Guy Kastler, président du
Réseau semences paysannes, regrette l’étendue de ce type de brevet, mais aussi que « le juge a estimé qu’il n’avait pas à se prononcer sur le plan moral ».
Pour Michel Vivant, plutôt que s’opposer par principe à toute demande portant sur des traits préexistants, le juge s’est montré sensible aux solutions que ces séquences génétiques pouvaient apporter. Une position qui peut s’expliquer par « la volonté des juridictions spécialisées de défendre leur pré carré ». Le spécialiste de la propriété intellectuelle fait le parallèle avec une
décisionrécente de la Cour suprême des Etats-Unis qui s’en est tenue à ces principes.

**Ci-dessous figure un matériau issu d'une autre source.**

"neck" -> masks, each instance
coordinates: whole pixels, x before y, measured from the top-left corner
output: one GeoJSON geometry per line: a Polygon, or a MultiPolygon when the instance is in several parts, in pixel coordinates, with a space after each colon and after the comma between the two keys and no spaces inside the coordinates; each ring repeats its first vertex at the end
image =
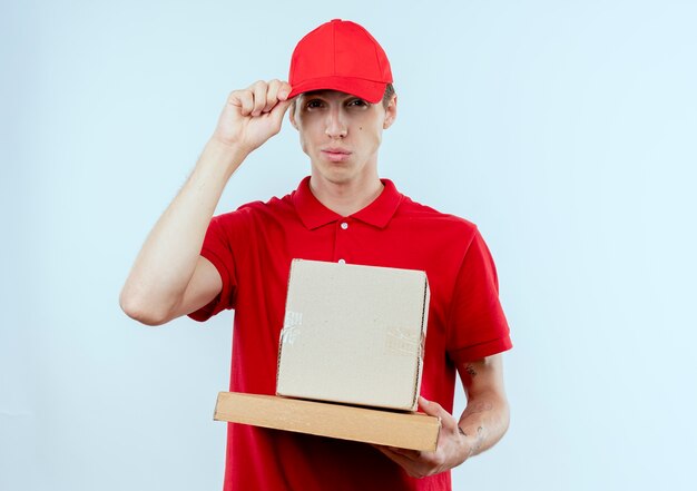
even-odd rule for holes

« Tout cela est coûteux... »
Les demandes de brevet sont soumises à des critères, entre autres d’application industrielle et de nouveauté. Que l’on ait confiance ou pas en l’Office européen des brevets pour être strict en la matière, une chose est sûre : la décision du 25 mars fera jurisprudence. Guy Kastler ironise :
« Dans le vivant, on n’a pas fini de breveter. L’OEB invente une invention : un caractère, déjà connu, devient nouveau parce qu’on a réussi à l’identifier. »
Le Réseau semences paysannes fait partie d’une coalition d’ONG qui a déposé un recours contre le poivron anti-mouche blanche de Syngenta.

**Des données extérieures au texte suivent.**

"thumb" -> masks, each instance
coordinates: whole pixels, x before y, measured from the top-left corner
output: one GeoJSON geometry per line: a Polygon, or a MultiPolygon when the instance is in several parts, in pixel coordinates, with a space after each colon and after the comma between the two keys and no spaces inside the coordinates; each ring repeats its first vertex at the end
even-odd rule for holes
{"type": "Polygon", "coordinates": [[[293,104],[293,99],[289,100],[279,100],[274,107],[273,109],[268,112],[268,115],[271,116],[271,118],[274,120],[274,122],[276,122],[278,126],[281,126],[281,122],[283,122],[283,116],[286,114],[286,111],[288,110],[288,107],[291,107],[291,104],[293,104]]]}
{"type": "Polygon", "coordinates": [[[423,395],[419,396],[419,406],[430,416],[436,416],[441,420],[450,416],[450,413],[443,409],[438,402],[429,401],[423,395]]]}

Un dossier sur lequel Glaïeul Mamaghani, responsable de la communication externe de la firme suisse, se dit « confiante ». Elle insiste sur le fait que ce caractère est initialement présent dans une espèce non comestible et qu’il a été pioché « dans une banque de gènes en accès libre ». Le consommateur est gagnant, assure-t-elle, « une amélioration de la qualité des produits, gustative, sanitaire… »

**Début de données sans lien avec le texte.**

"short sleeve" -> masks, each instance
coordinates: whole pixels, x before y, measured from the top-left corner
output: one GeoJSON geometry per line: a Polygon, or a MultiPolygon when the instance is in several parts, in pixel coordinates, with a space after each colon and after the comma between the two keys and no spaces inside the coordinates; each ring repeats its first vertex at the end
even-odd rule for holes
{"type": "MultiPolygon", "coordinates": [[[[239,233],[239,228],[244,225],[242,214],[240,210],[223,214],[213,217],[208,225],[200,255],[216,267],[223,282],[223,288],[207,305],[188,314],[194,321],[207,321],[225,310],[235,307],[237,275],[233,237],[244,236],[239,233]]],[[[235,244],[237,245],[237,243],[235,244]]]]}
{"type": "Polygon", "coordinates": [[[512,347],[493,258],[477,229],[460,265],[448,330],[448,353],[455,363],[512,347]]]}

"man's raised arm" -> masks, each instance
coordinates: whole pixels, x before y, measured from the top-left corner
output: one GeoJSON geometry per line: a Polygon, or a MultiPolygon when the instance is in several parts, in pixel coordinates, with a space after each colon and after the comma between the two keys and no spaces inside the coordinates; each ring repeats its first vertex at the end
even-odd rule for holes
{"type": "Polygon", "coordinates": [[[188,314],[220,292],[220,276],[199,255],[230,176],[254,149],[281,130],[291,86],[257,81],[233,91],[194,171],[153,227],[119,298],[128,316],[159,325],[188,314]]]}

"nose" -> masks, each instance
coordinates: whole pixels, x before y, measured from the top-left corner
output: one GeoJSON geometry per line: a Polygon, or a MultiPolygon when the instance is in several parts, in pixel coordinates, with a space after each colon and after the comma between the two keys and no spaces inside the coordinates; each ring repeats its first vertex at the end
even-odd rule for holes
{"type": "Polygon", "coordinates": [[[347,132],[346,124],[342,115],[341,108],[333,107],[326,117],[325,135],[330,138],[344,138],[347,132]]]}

« Il nous a fallu quinze ans pour stabiliser le caractère avec une espèce comestible. Tout cela est coûteux en temps et en investissement, il est normal d’être rémunéré. »
Avant de résumer : « Le brevet est important pour l’innovation. »
Dans un courrier inquiet, le Haut Conseil des biotechnologies (
HCB) avait tenté de rappeler à l’OEB que c’est au contraire l’innovation qui avait impulsé la création du système Upov, préféré au brevet :
« Les obtentions végétales ne sont pas des produits industriels comme les autres. Rien n’est créé ex nihilo, toute nouvelle sélection reposant sur des variétés sélectionnées précédemment. »
Et le HCB de conclure que « la garantie du libre accès au patrimoine génétique est donc un enjeu très fort pour les sélectionneurs ».
La nature saturée
En 2013, le Commissariat général à la stratégie et à la prospective (rebaptisé France stratégie) faisait part, lui aussi, dans une note d’analyse [
PDF], de ses craintes face à cette pression croissante en vue de l’élargissement du champ d’application du brevet.
« La délivrance de tels brevets (à portée très large, sur des gènes naturels) – et les difficultés d’accès à l’information conduit d’ores et déjà à des situations de blocage pour l’industrie semencière européenne. »
On peut citer l’entreprise hollandaise Rijk Zwaan, qui a obtenu un brevet sur des salades résistant à un puceron. Un trait déjà connu, présent dans 90% des variétés de laitues commercialisées, entre autre par Gautier Semences. N’ayant pas les moyens de financer un procès pour faire invalider le brevet, l’entreprise provençale a donc dû payer des redevances à Rijk Zwaan pour continuer à exploiter sa variété.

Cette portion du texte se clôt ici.